I discovered Algolia a few days ago and absolutely love the user-friendliness of it so far! I want to propose using Algolia instead of Elasticsearch in my company for future projects, but before I can even start thinking about that, I’d need to know how to perform one extremely common task that we do in Elasticsearch for nearly all of our clients.
That extremely common request is being able to find search results containing kanji by actually searching only by the kanji’s reading, either written in hiragana or katakana.
For example, a simple sentence of 「今日はいい天気ですね。」 should be searchable by searching for 「きょう」 or 「てんき」 (in case of hiragana), and 「キョウ」 or 「テンキ」 (in case of katakana), even though these characters are not present in the original sentence at all.
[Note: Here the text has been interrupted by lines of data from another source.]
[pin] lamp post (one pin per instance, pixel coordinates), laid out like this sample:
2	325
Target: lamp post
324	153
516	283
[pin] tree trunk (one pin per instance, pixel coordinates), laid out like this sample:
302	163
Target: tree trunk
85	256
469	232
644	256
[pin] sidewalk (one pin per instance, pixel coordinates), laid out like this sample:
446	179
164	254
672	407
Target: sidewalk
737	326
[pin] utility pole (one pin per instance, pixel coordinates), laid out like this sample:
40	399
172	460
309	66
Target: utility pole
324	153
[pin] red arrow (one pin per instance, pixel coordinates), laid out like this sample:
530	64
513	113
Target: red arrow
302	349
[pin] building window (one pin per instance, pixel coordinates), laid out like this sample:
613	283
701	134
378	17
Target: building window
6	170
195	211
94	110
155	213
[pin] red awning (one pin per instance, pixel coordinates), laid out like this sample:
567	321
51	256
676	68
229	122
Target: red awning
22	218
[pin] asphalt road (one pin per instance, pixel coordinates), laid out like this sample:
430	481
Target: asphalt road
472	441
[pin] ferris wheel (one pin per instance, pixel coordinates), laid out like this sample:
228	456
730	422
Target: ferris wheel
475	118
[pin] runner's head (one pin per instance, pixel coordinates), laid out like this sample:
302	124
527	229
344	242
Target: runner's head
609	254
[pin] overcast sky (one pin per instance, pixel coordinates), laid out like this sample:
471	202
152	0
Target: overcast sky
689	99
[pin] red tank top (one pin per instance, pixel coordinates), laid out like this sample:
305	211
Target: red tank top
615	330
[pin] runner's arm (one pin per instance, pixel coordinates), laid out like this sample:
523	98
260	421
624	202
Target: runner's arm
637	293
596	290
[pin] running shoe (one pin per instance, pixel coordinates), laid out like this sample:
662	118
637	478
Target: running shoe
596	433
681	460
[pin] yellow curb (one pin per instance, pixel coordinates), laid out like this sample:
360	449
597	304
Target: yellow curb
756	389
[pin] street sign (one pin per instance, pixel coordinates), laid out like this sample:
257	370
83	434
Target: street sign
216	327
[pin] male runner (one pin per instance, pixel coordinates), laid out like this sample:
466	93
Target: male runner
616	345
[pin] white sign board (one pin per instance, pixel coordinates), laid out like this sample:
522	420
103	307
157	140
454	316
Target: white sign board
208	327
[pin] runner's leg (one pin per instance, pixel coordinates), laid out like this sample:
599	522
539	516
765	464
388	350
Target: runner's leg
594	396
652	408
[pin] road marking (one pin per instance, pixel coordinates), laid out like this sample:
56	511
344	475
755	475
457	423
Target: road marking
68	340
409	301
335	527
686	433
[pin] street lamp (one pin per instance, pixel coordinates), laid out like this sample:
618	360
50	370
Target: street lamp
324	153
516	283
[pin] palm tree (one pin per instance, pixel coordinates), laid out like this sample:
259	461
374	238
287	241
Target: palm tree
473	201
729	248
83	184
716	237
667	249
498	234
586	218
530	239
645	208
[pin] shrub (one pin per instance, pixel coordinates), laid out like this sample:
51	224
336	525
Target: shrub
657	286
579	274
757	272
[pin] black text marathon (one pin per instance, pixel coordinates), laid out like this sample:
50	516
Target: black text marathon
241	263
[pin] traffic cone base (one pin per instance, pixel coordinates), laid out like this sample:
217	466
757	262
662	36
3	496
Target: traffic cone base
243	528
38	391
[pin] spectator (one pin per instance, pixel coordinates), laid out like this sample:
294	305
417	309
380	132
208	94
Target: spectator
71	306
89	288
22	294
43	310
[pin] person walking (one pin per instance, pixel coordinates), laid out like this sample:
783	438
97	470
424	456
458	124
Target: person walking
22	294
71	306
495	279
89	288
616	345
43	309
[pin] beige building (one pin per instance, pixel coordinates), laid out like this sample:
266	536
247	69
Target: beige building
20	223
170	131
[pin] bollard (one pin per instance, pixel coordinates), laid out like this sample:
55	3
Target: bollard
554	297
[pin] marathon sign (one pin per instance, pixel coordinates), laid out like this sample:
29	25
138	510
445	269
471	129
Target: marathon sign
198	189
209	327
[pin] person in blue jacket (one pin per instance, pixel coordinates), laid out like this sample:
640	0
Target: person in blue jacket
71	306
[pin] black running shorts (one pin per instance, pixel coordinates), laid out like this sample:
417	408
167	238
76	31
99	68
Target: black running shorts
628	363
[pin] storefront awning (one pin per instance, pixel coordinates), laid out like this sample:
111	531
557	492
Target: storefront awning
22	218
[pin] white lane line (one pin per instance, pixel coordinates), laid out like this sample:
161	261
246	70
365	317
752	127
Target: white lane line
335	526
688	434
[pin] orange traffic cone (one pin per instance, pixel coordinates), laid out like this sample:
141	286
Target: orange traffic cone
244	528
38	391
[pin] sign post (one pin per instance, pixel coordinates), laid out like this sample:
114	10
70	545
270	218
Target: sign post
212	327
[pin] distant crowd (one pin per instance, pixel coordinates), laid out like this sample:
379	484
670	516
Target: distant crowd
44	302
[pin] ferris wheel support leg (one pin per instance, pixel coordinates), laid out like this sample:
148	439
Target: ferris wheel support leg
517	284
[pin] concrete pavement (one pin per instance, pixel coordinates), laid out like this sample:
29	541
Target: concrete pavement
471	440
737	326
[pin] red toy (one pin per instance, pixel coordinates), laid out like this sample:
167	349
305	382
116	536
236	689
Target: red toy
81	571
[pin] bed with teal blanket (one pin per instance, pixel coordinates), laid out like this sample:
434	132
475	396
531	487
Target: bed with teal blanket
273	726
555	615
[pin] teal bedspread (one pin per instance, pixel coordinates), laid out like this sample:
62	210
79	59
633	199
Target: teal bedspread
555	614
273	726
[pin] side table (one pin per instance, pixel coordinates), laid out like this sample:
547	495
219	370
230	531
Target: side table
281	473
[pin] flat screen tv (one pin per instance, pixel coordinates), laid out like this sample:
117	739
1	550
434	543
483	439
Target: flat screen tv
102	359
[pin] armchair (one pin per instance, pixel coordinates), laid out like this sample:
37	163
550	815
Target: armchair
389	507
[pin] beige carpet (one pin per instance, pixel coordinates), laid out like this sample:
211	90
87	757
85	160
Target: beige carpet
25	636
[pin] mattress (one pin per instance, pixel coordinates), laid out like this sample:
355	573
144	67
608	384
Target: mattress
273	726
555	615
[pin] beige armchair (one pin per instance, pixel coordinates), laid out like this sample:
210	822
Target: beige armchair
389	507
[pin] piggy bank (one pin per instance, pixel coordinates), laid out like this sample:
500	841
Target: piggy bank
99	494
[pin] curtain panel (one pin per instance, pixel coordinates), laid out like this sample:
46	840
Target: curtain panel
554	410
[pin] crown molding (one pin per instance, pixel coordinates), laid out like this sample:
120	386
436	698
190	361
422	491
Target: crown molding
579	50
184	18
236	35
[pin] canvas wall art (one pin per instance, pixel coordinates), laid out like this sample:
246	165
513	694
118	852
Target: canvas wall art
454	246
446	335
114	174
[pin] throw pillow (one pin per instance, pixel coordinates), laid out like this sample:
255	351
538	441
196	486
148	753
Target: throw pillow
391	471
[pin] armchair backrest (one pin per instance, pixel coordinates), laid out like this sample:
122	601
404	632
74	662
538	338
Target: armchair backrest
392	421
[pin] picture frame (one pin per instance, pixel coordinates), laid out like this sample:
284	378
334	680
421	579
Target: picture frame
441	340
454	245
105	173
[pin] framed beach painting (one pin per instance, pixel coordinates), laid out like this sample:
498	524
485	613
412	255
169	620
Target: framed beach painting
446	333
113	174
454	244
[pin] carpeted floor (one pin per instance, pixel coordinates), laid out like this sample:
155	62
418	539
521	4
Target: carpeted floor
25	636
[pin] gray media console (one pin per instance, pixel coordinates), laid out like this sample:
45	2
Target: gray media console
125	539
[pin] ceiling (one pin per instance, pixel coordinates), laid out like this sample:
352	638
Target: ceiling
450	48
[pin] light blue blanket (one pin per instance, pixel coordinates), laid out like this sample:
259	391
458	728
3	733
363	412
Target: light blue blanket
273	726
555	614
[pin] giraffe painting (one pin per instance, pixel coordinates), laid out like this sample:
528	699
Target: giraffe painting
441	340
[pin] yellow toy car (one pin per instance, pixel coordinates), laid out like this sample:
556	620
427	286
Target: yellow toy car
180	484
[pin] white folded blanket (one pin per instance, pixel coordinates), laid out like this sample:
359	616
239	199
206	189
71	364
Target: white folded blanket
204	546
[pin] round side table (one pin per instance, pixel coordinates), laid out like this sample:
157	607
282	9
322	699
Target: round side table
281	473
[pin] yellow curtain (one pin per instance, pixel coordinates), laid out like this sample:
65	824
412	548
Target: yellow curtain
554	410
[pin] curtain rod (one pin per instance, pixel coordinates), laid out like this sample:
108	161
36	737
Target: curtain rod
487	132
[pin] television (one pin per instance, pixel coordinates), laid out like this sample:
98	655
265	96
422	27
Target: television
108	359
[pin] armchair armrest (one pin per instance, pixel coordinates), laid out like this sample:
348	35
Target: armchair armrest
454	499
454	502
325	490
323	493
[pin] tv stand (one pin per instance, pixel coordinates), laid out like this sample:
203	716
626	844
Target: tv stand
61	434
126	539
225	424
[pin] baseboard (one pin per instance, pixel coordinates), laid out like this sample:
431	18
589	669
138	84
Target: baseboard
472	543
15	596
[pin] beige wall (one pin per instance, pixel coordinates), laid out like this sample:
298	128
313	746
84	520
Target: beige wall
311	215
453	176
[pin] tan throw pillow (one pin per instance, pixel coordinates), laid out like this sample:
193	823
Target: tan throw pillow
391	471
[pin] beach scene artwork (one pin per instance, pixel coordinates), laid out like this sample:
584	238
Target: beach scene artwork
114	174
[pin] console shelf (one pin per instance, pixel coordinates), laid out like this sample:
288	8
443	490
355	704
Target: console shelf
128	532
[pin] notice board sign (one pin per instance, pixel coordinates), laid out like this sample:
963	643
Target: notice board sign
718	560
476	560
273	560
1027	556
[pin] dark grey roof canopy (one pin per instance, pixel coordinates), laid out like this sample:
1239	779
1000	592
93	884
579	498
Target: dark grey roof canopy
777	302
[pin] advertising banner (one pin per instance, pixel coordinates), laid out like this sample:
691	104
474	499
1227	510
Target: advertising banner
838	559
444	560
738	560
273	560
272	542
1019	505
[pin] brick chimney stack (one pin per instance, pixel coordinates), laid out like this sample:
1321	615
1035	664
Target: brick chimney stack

In Elasticsearch, I believe we were leveraging the power of Kuromoji plugin to do this sort of substitution.
I was wondering if this sort of text processing is possible in Algolia as well? I can think of two possibilities right now, both with their own drawbacks:
- Attempt to convert the entire string from kanji to kana (or both kanas) before storing them in Algolia, and store each string in three separate variants: kanji, hiragana, katakana. I wonder if that would affect the accuracy of search results in case user searches for 「天気」 but 「きょう」 (one term in kanji, one term in hiragana), since each of the three string variants would have different priority/preference configured in Algolia, even though the priority should be the same.
- “Teach” Algolia of various kanji reading by uploading a massive list of synonyms. But would that really work?
Are there better options than these two? Thank you so much for answering!